50 years of news and music: Minnesota Public Radio holds open house in Bemidji
BEMIDJI -- Minnesota Public Radio’s Bemidji bureau joined a statewide 50th birthday party for the news and music outlet.
The small office on Beltrami Avenue hosted music, tours, and a traveling photo exhibit Friday.
“I loved MPR before I started working at MPR,” said Kristi Booth, a regional director who’s worked at the Bemidji station for 20 years. “I was a member and just appreciated the work that MPR does and the journalism and the quality of the cultural and arts programming. It's a real joy to work here and to do this every day.”
MPR grew from a lone tower in Collegeville, Minn., to a network of more than 80 stations with about a million average listeners per week. Booth recalled Bemidji’s MPR staff editing stories with tape and razor blades, then shipping the audio reels to St. Paul on a Greyhound bus.

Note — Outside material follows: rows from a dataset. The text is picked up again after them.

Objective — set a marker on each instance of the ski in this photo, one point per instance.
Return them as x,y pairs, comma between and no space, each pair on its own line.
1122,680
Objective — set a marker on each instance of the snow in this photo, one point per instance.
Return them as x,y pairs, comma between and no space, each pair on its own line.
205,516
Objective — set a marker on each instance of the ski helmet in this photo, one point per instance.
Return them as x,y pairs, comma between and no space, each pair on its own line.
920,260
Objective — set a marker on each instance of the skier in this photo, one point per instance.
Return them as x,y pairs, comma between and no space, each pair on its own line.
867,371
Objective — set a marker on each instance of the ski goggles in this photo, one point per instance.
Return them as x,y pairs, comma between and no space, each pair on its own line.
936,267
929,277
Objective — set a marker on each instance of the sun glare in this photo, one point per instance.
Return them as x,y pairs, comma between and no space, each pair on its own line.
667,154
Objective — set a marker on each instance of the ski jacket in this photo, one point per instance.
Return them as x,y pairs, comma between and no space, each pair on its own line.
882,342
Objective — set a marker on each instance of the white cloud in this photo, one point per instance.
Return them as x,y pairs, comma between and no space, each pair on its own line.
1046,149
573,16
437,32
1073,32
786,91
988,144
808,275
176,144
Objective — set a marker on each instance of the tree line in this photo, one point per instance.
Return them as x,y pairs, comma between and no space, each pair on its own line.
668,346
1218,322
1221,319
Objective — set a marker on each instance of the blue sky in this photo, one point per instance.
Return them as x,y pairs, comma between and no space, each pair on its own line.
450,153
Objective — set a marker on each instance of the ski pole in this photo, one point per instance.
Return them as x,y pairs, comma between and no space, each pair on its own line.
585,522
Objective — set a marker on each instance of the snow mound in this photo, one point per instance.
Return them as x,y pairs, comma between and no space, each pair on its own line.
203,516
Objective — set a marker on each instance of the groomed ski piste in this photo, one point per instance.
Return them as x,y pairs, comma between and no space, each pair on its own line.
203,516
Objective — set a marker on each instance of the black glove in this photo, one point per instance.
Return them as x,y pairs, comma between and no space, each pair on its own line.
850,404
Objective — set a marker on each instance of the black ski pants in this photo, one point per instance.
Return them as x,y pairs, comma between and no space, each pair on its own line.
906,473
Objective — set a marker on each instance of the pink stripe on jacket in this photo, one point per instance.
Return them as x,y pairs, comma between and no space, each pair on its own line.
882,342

In Bemidji, residents can tune in to 91.3 or 88.5 FM for news or classical music, respectively. Booth said they have about 12,100 listeners per week, on average.
A selection of photos from the anniversary celebration’s traveling photo exhibit were sprinkled throughout the station office. Among other scenes, they depict a Northern Lights display; a wetsuit-clad surfer wading along a rocky shore; and a crowd of people at a memorial for Jacob Wetterling, where a photo of the boy looms in the background.
“Anybody who’s lived here for any period of time is going to recognize that face,” said Regina McCombs, MPR’s senior editor for visual news and the exhibit’s curator.
Another photo captured a dancing instructor’s excitement as he and a determined-looking eight-year-old student leapt in unison at a dance studio in St. Paul.
“This is probably one of my favorites,” McCombs said. “I love moments, and things that really capture these sort of genuine interactions.”
Attendees like Pat and Bill Kelly could also record testimonials. A retired BSU teacher and hospital worker, respectively, the couple said their radio dials never waver from the Bemidji station’s classical and news stations. (Bill said he’d like a jazz station, though.)
“The first thing we do is roll over in bed and push the button on the radio, and you know where it's tuned,” Bill said.